HATZOR HAGLILIT, Israel — - First came the employees, shortchanged two months' pay and laid off by the supermarket called God's Blessing. They plundered their shuttered workplace, helping themselves to crates full of groceries.
As word spread through the small town, the store's jilted creditors joined in. They dismantled the light fixtures, ripped out wiring and absconded with the cash registers, even as television cameras rolled.
Within hours the parking lot was jammed with ordinary shoppers. They left car engines running and brought their children to help pick the shelves clean. Finally even the shelves were hauled away, leaving latecomers to scrounge for leftover fruit.
The two-day spree shocked and puzzled Israelis, who assume that the rule of law prevails in their society. Yet this and other recent cases of looting have coincided with news that the economy, flattened last year after half a decade of enviable growth, had slid into recession.

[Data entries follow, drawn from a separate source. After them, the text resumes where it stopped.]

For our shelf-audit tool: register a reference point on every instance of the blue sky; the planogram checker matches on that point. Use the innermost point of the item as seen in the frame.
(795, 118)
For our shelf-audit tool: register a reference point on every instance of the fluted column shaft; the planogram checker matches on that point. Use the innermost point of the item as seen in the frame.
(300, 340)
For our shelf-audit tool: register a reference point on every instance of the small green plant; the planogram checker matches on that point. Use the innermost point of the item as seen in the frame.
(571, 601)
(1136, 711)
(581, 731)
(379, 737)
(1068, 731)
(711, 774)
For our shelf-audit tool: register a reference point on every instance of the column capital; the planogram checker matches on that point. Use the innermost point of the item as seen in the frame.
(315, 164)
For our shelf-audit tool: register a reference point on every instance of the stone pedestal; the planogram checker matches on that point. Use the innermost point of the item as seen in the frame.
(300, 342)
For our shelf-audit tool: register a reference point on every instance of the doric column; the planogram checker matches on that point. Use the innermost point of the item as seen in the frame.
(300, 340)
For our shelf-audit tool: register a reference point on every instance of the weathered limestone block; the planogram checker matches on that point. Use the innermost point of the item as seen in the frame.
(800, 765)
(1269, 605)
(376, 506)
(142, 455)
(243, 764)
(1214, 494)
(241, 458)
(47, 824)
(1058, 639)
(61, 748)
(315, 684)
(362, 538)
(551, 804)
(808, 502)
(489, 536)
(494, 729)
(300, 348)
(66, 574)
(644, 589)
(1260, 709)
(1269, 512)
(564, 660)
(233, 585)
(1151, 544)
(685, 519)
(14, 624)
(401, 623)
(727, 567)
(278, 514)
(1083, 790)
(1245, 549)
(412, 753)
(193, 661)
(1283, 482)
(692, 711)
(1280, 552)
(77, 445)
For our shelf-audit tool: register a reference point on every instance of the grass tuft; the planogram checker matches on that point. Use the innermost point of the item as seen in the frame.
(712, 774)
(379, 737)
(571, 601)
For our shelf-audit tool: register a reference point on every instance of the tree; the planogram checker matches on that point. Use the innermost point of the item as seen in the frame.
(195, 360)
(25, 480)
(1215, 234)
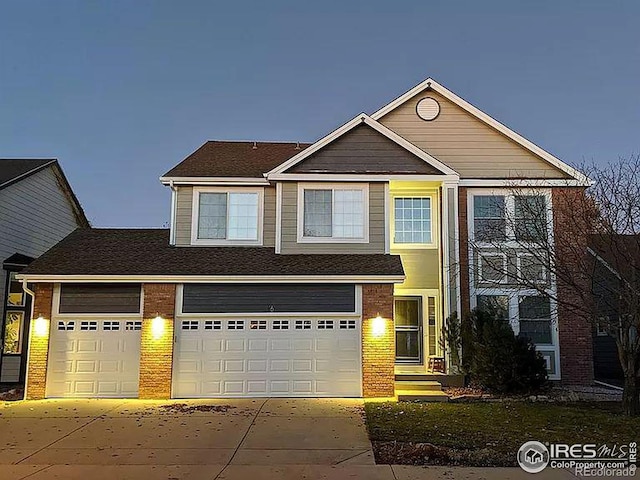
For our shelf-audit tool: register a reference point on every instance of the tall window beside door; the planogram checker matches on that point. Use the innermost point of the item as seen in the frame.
(414, 337)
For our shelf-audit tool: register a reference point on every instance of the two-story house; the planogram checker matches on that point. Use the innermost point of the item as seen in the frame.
(37, 210)
(290, 269)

I'm not surprised. While Israel is in many ways a modern western nation state, the layers underneath aren't so far removed as they are in the US. From time to time, mobs rampage, mass outbreaks of lawlessness occur. Mostly among the ultra orthodox and settler communities, who don't feel the same level of attachment to Israel 'the state' as opposed to Israel 'the land.'
The economy is expected to shrink 1.5% this year, according to the Bank of Israel, compared with growth rates of 4% or more in the previous five years. The global downturn is taking its toll; the bank forecasts an 11% decline in Israeli exports, which account for half the value of everything the country produces.
But as the crisis moves from one workplace to another, Israelis are blaming other Israelis: the tycoons who gambled in overseas real estate and lost, bringing down Israel's financial markets; the bankers who tightened credit; the entrepreneurs who faltered under impossible debt burdens and started bouncing checks.
The anarchy at the supermarket is one of three well-publicized cases of looting that erupted after beleaguered owners or managers defaulted on debts to suppliers, stopped paying workers and went into hiding.
Looking at Israel through the prism of the Israeli-Palestinian conflict can distort the reality of Israel. It's a real country, with the same conflicts between rich and poor, haves and have-nots that every other country has. Unfortunately, the conflict is often an excuse to avoid dealing with those problems, as there is always something 'more important' on the national agenda.